Tuesday, March 22, 2011

More fractal fun.

Weird question of the day:

If a blog gets posted on the internet and nobody reads it does it exist?

One thing I've noticed is that I notice things. An artifact of autism is a poor capacity for socialization. In my case, this means effectively no social life. Let's be clear. It's not that I don't like people, though some are worthy of disdain, but rather that it often doesn't occur to me that socialization is an important part of life. It just doesn't cross my mind. So I just sit on the sidelines watching that part of life go by. A silent observer for the most part. What this has done is allowed me to watch closely, mostly undisturbed, somewhat objectively, as people frenetically try to advance their lives. I have concluded that a great deal of human activity comes from suspect motivations.

My biggest puzzlement is why is everyone in such a hurry? There is this intense pressure to "succeed" - get through school, go to college, get a career, buy a car, a house, plan your retirement, make more money, do it NOW because, well ... just because.

Then you die.

Now I'm no Luddite. I'm posting to a blog, Maybe I don't Twitter and I really am not so enamored with technology that I HAVE TO GET THE NEWEST GADGET. And truthfully, I'm quite content to use the technological tools around me. But all this push towards the next best thing seems to cost us something. We lose sight of the BEST thing - the people around us. We forget that at the other end of a Tweet, text, email or blog post are warm, living breathing human beings. Everything is becoming this highly interconnected abstraction, removing much of the messiness of real human contact. Even holidays are increasingly hyper-kinetic indulgences in fantasy. When did a good birthday party begin to require a bounce house? Is it really necessary to bankrupt the parents for a wedding? Forgotten in the activity is that the best parts of holidays, social gatherings, weddings birthdays and just plan hanging out is the people you are with not the gadgets and toys that you build up around you,


This theme has been broached many many times. But isn't it a little ironic that an autistic, a person that is effectively a social cripple, is telling the rest of the world to drop all the "stuff" and actually socialize?

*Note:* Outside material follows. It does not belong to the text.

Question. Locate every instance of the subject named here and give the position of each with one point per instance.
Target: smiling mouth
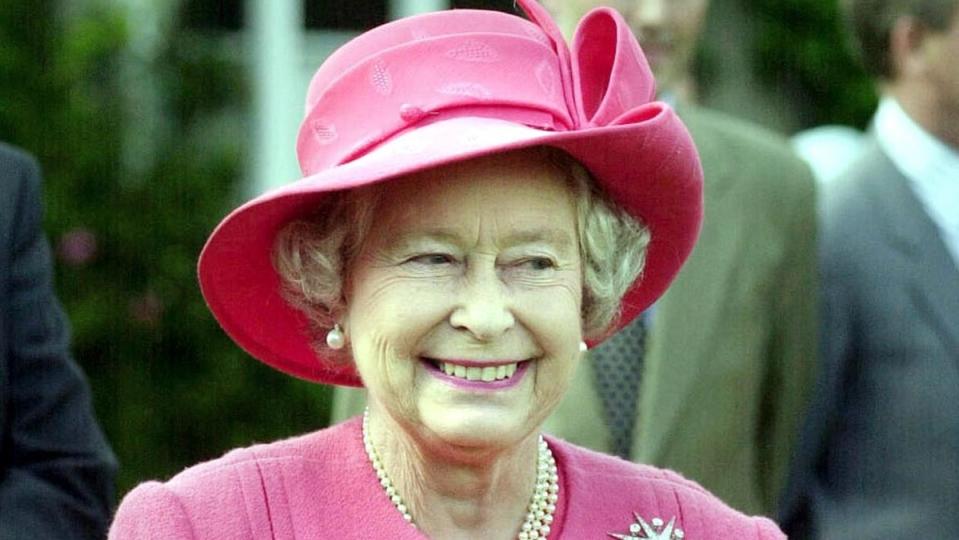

The take away is this. It seems to me that the world is becoming "autistic". As individualism becomes increasingly the path to contentment, we isolate our core selves with our technology, layering superficial noise via social media on top of our true selves. This superficiality is how autistics are often FORCED to relate. Much of the external traits of an autistic are not indicative of their internal selves, but often more truncations of abbreviations of their mental states. The shallow communications of contemporary culture eerily mirror the isolation of what for an autistic experiences as a communicative disorder, but strangely, it is by choice. Which leads me to wonder, why would people that are so capable of the genuine social inter-connectivity that as an autistic I cannot experience, choose to trade that for a dim replicant?